The first edition established itself as the leading specialist textbook concerning rights of light. The author, Jonathan Karas KC, is widely recognised as the best in the field. This revised edition brings the book up to date.
A right of light is an easement. The book considers: how rights of light are created, restrictive covenants concerning rights of light, how to prevent a prescriptive right of light arising, the nature and extent of a right of light, what can extinguish a right of light, actionable interferences with a right of light and the remedies that can be obtained for the infringement of a right of light, including injunctions and damages.
Importantly, the book clearly sets out in two illustrated appendices, prepared by Point 2 Surveyors, the far from straightforward techniques used by experts to measure and quantify any loss of light.
This updated edition covers section 203 of the Housing and Planning Act 2016, which provides – in certain circumstances – for the automatic authorisation of building works which interfere with a right to light.
It also includes the important case of Beaumont Business Centres Ltd v Florala Properties Ltd [2020] EWHC 550. Here the High Court considered, for the first time, the effect of loss of light where a building was badly lit to start with.
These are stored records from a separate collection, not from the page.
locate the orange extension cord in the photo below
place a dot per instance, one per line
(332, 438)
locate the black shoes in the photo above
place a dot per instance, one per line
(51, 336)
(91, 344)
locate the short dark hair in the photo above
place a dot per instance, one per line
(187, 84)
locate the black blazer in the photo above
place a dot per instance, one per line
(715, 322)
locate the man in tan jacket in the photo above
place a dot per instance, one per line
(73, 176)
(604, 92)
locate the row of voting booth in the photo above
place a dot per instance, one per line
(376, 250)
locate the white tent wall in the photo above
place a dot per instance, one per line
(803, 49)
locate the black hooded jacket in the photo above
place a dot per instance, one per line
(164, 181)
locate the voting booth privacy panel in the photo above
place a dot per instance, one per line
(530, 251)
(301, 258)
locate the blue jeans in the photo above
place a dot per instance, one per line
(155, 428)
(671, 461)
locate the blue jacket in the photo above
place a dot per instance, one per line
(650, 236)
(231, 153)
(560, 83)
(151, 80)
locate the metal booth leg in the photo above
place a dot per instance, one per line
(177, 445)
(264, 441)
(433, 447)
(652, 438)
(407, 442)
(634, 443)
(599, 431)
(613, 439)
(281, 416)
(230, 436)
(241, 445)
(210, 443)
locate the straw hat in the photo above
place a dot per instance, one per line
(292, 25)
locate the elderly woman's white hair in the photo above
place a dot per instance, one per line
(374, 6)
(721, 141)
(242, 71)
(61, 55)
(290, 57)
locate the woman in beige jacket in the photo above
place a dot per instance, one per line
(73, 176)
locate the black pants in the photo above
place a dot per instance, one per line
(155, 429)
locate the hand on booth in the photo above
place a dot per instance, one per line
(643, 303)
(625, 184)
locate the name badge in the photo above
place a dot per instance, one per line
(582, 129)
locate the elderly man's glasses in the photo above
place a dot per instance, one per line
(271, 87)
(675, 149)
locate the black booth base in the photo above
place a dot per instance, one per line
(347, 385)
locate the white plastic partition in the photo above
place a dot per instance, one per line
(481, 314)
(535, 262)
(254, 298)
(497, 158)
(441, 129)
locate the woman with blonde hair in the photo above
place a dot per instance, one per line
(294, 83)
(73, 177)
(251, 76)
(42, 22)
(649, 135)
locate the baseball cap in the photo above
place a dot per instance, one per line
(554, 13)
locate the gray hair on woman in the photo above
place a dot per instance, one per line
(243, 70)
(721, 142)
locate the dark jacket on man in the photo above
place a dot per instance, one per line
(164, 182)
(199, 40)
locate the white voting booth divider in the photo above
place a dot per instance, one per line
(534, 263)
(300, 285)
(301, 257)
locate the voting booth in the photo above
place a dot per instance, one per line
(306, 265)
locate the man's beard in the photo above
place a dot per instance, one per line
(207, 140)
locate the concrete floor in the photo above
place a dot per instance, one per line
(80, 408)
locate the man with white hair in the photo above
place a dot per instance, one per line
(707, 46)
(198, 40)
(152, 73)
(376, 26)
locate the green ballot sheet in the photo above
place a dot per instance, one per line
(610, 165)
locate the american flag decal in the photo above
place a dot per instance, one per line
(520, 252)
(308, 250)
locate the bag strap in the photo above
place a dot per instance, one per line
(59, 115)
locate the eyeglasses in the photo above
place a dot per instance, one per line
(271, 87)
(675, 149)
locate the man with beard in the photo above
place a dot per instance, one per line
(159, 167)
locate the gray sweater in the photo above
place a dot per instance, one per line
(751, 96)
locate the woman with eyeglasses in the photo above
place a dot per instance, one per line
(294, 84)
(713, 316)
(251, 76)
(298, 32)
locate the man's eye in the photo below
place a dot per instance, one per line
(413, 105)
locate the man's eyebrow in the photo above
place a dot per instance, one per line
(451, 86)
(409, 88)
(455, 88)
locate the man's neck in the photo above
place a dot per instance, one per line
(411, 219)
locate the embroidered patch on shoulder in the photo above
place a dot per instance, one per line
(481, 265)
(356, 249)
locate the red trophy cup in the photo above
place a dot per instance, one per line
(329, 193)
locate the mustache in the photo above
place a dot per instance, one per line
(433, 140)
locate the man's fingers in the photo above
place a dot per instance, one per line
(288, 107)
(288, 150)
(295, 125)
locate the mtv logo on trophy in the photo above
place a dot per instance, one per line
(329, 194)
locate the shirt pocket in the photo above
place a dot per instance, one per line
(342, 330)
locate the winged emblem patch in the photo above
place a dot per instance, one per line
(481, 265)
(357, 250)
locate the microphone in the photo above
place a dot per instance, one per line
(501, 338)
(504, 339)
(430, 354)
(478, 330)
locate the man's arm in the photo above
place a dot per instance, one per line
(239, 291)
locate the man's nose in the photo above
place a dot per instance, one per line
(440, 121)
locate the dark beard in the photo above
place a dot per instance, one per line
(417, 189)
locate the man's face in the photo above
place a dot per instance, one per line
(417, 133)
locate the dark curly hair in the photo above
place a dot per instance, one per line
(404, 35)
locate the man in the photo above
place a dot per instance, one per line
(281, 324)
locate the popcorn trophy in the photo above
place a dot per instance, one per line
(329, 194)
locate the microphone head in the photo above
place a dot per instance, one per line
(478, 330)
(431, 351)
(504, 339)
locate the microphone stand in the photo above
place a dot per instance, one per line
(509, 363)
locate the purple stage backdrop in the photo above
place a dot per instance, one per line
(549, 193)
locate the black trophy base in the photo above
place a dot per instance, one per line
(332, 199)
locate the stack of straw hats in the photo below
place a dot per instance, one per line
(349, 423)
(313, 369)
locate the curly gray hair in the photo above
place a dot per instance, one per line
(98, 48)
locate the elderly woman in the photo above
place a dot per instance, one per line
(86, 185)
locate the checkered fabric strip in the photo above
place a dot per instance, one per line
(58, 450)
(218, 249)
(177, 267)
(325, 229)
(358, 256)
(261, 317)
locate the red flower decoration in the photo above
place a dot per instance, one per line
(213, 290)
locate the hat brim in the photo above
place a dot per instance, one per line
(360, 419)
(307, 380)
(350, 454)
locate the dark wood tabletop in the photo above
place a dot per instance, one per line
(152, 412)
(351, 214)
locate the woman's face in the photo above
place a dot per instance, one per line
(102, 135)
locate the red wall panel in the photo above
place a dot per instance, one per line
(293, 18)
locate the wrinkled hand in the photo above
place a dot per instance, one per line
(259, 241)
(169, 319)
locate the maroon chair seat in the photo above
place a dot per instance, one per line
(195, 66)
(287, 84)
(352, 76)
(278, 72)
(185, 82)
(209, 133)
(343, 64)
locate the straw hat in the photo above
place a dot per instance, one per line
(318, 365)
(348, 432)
Fearn v The Board of Trustees of the Tate Gallery [2023] UKSC 4 is also considered; this held that, while there may be no easement of privacy, use of land in an unusual way which unreasonably interferes with privacy by visual intrusion can amount to a nuisance.
The book is written in a concise and clear style, and is divided into easy to navigate chapters with a detailed index. It is therefore an excellent tool for legal research and is an accessible guide to assist practitioners in navigating a complex area of law.